Task scripts are the fundamental units of the analysis pipeline. They represent individual steps taken, and should be atomic. There is negligible overhead associated with adding steps, and tracking where exactly somthing goes wrong is easier for smaller tasks sizes. It also allows for easier checkpointing in the event that something crashes or exits early. At the same time, task scripts can call several commands or programs, with no restriction on their size. Just try to find the right balance bewteen ease of segmenting out tasks, and pain of having to restart a given task.

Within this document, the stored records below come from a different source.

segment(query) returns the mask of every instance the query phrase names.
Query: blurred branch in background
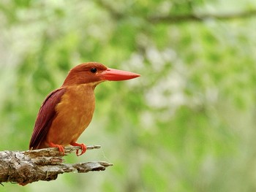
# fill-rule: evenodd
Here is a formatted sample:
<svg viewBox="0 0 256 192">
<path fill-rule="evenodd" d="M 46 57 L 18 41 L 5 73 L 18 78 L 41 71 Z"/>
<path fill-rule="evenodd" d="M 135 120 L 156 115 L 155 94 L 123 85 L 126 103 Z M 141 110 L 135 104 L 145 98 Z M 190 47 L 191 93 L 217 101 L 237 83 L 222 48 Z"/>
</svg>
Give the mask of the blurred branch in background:
<svg viewBox="0 0 256 192">
<path fill-rule="evenodd" d="M 99 149 L 100 146 L 87 146 L 87 149 Z M 79 147 L 65 147 L 69 154 Z M 104 171 L 113 164 L 104 161 L 64 164 L 63 155 L 57 148 L 27 151 L 0 152 L 0 183 L 15 182 L 21 185 L 39 180 L 54 180 L 64 172 L 88 172 Z"/>
<path fill-rule="evenodd" d="M 154 23 L 177 23 L 181 22 L 190 22 L 190 21 L 204 21 L 206 20 L 233 20 L 233 19 L 242 19 L 249 17 L 255 17 L 256 10 L 248 10 L 244 12 L 227 12 L 227 13 L 204 13 L 204 14 L 187 14 L 187 15 L 165 15 L 165 16 L 151 16 L 148 18 L 149 22 Z"/>
</svg>

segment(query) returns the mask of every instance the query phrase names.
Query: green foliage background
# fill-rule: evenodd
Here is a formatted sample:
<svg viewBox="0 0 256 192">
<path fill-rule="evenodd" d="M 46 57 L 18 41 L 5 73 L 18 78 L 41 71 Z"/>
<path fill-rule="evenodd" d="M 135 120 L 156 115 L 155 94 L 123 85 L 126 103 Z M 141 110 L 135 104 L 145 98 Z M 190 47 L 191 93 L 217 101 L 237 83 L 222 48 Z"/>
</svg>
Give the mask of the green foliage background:
<svg viewBox="0 0 256 192">
<path fill-rule="evenodd" d="M 256 16 L 252 0 L 1 1 L 0 150 L 28 149 L 39 107 L 68 71 L 98 61 L 138 79 L 105 82 L 79 141 L 103 172 L 1 191 L 256 191 Z"/>
</svg>

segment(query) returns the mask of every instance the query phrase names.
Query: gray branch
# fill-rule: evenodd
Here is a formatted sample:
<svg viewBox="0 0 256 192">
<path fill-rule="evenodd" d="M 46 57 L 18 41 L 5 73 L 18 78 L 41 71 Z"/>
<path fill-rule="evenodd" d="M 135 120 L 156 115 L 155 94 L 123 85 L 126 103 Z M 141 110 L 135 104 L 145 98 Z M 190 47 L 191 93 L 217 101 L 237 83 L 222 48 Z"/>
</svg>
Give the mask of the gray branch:
<svg viewBox="0 0 256 192">
<path fill-rule="evenodd" d="M 87 146 L 87 150 L 100 146 Z M 80 149 L 65 147 L 65 155 Z M 64 172 L 88 172 L 104 171 L 112 166 L 105 161 L 64 164 L 63 155 L 57 148 L 46 148 L 26 151 L 0 151 L 0 183 L 14 182 L 25 185 L 39 180 L 54 180 L 59 174 Z"/>
</svg>

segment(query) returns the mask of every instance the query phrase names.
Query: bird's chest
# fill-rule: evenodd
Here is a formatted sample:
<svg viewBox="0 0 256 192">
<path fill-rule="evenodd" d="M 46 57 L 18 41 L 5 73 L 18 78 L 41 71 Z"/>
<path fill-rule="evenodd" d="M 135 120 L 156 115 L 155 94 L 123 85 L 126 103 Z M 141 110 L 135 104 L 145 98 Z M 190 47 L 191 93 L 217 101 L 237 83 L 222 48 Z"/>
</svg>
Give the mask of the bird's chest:
<svg viewBox="0 0 256 192">
<path fill-rule="evenodd" d="M 75 142 L 90 123 L 95 107 L 94 89 L 86 85 L 70 87 L 56 106 L 56 117 L 50 130 L 51 140 L 63 145 Z M 49 134 L 48 134 L 49 135 Z"/>
</svg>

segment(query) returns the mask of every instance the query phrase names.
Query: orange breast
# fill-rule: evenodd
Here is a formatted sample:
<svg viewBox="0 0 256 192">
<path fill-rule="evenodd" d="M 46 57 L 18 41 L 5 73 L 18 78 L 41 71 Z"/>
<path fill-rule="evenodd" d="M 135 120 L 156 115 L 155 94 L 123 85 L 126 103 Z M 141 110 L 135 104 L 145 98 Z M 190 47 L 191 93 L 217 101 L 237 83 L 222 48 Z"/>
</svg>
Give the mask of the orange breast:
<svg viewBox="0 0 256 192">
<path fill-rule="evenodd" d="M 68 145 L 77 141 L 90 123 L 95 107 L 94 86 L 83 84 L 67 88 L 56 106 L 57 116 L 46 137 L 46 142 Z"/>
</svg>

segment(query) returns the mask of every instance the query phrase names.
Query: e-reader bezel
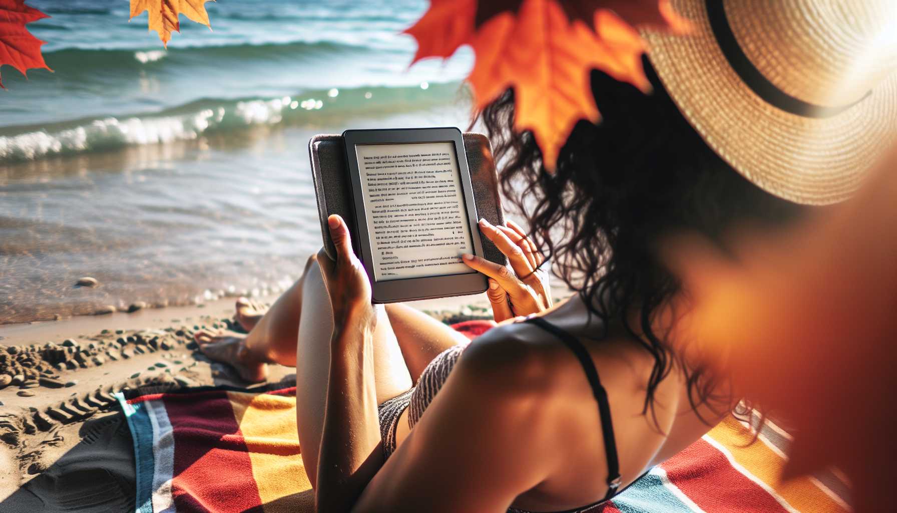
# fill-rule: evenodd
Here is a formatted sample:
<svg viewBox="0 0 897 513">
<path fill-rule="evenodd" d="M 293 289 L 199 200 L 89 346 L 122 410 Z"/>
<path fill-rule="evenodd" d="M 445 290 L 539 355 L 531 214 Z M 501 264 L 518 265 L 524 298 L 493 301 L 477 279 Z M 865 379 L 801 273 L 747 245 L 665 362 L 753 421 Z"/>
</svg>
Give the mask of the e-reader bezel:
<svg viewBox="0 0 897 513">
<path fill-rule="evenodd" d="M 485 277 L 479 272 L 403 278 L 377 281 L 374 279 L 373 252 L 365 216 L 364 197 L 361 190 L 361 172 L 358 165 L 357 145 L 395 145 L 414 143 L 452 143 L 455 147 L 455 160 L 461 175 L 461 194 L 467 212 L 470 239 L 474 244 L 474 254 L 483 256 L 483 244 L 475 232 L 479 217 L 474 199 L 474 189 L 467 167 L 467 155 L 464 148 L 461 130 L 456 128 L 375 128 L 353 129 L 343 132 L 345 146 L 346 164 L 349 168 L 349 182 L 352 184 L 353 202 L 359 246 L 361 251 L 361 263 L 370 279 L 374 303 L 394 303 L 427 297 L 464 296 L 479 294 L 486 290 Z"/>
</svg>

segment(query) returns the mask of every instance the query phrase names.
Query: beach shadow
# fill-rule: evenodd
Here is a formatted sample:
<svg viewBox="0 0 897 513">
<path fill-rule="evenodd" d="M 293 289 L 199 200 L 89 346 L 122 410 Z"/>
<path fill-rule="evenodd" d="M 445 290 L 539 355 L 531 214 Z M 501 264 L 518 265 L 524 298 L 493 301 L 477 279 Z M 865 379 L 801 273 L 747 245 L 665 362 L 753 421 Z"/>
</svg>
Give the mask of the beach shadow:
<svg viewBox="0 0 897 513">
<path fill-rule="evenodd" d="M 134 510 L 134 446 L 120 411 L 92 419 L 80 441 L 52 465 L 0 500 L 4 513 L 116 513 Z"/>
</svg>

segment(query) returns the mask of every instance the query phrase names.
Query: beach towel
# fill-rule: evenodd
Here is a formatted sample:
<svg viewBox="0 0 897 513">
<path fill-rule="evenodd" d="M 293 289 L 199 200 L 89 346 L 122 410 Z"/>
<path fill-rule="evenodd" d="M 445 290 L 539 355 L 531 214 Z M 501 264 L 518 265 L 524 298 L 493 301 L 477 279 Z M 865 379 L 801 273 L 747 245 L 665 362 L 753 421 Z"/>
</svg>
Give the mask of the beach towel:
<svg viewBox="0 0 897 513">
<path fill-rule="evenodd" d="M 491 323 L 466 323 L 475 336 Z M 118 401 L 134 438 L 137 513 L 313 511 L 296 435 L 295 387 L 205 387 Z M 651 469 L 604 513 L 849 510 L 833 472 L 781 482 L 790 437 L 767 420 L 757 440 L 747 419 L 729 416 Z"/>
</svg>

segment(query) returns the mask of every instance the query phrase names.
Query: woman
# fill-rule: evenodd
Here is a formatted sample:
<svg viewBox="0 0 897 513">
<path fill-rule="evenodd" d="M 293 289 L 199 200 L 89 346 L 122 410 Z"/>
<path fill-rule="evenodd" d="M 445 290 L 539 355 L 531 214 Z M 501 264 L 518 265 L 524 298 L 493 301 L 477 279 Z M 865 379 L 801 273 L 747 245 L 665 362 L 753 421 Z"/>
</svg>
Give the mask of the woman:
<svg viewBox="0 0 897 513">
<path fill-rule="evenodd" d="M 261 318 L 238 304 L 248 336 L 197 335 L 201 350 L 252 381 L 266 363 L 296 366 L 299 438 L 319 510 L 590 509 L 736 406 L 725 376 L 681 336 L 688 294 L 661 245 L 692 232 L 725 251 L 734 226 L 779 226 L 800 216 L 798 202 L 843 199 L 877 151 L 868 139 L 894 133 L 894 117 L 881 119 L 897 103 L 893 74 L 831 84 L 848 75 L 832 66 L 859 56 L 776 40 L 832 22 L 804 3 L 774 12 L 675 3 L 696 33 L 646 34 L 651 94 L 593 73 L 603 120 L 576 126 L 553 174 L 532 137 L 511 132 L 511 93 L 482 112 L 504 191 L 533 237 L 481 223 L 513 272 L 465 257 L 490 278 L 502 321 L 469 345 L 406 305 L 372 306 L 338 217 L 329 219 L 335 262 L 310 259 Z M 873 23 L 868 13 L 855 21 Z M 804 58 L 786 58 L 796 52 Z M 858 117 L 866 131 L 845 124 Z M 807 157 L 836 143 L 834 156 Z M 550 306 L 536 248 L 578 294 Z"/>
</svg>

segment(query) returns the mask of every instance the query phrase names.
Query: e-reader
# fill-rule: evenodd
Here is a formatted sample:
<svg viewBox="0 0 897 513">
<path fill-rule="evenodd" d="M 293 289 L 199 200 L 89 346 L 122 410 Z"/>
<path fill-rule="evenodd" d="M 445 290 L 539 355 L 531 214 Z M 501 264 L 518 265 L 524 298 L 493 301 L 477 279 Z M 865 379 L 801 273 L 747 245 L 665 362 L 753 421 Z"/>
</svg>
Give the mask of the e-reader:
<svg viewBox="0 0 897 513">
<path fill-rule="evenodd" d="M 327 252 L 333 258 L 327 217 L 340 214 L 375 303 L 484 291 L 485 277 L 462 262 L 465 252 L 506 264 L 477 227 L 480 217 L 504 221 L 484 136 L 454 128 L 346 130 L 313 137 L 309 155 Z"/>
</svg>

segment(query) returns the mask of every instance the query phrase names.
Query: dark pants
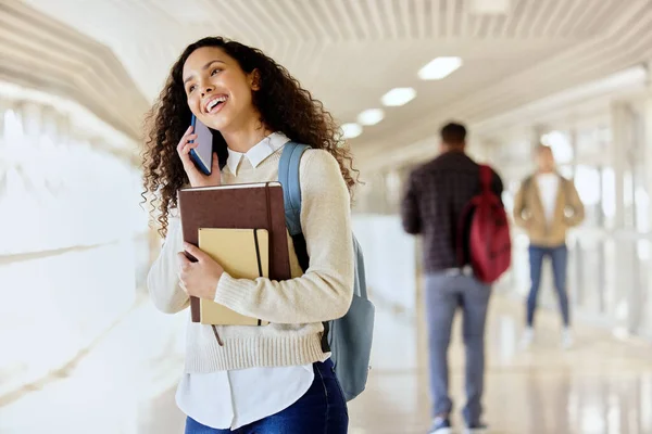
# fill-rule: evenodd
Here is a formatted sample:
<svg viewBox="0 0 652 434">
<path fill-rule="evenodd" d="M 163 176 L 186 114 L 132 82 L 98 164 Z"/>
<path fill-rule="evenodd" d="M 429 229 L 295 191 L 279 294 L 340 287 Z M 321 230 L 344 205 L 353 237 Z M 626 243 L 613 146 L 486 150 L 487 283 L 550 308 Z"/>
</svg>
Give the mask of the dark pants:
<svg viewBox="0 0 652 434">
<path fill-rule="evenodd" d="M 426 317 L 434 416 L 449 414 L 453 407 L 449 396 L 448 347 L 453 317 L 457 308 L 461 308 L 464 315 L 467 397 L 463 413 L 467 424 L 480 422 L 485 383 L 485 323 L 490 295 L 490 285 L 469 276 L 438 272 L 426 277 Z"/>
<path fill-rule="evenodd" d="M 186 434 L 346 434 L 349 413 L 333 361 L 314 363 L 313 369 L 312 386 L 285 410 L 236 431 L 212 429 L 188 418 Z"/>
<path fill-rule="evenodd" d="M 535 321 L 535 310 L 537 309 L 537 298 L 539 295 L 539 286 L 541 284 L 541 267 L 546 256 L 550 256 L 550 259 L 552 260 L 554 288 L 556 289 L 560 309 L 562 311 L 562 318 L 564 319 L 564 326 L 568 327 L 570 323 L 570 315 L 568 312 L 568 295 L 566 294 L 568 250 L 566 248 L 565 244 L 556 247 L 539 247 L 536 245 L 529 246 L 530 277 L 532 286 L 530 289 L 529 296 L 527 297 L 527 324 L 528 327 L 532 327 Z"/>
</svg>

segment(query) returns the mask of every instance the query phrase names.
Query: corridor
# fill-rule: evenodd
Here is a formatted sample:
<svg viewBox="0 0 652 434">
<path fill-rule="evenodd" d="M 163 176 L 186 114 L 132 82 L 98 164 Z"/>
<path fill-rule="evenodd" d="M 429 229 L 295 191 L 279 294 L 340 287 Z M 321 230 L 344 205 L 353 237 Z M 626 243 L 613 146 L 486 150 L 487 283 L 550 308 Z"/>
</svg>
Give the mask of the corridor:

Task scripts are assumed to be bash scripts. These in turn can call python
scripts (such as analysis routines or uploading files to the librarian), or
perform housekeeping (such as removing files once uploaded to the librarian, and
no longer needed locally) using shell builtins. Note that these bash scripts
typically run in new environments, and any commonly-used custom functions must
be loaded as part of the script. Anaconda environments must also be loaded,
though the hera_opm
package provides support for this, and so writing this into
the task scripts is not necessary.
There is a strict naming convention for task scripts. Suppose that a step in the
analysis pipeline is called "FOO". The associated task script must be called
do_FOO.sh
. Further, it is assumed that all of the task scripts will reside in
the same directory (though it need not be the same directory as the files to be
analyzed). Note that as part of the execution of the pipeline, makeflow
will
check for the existence of the task scripts, and halt with an error if it is not
found.
Task scripts usually, though not always, produce some type of output file. However, it is not strictly a requirement. Also note that any output files produced by the analysis pipeline will persist, unless explicitly deleted as part of the pipeline. Also, stdout and stderr for a given step will be saved to a single file, and utilities exist for combining these into a single log once processing has been completed.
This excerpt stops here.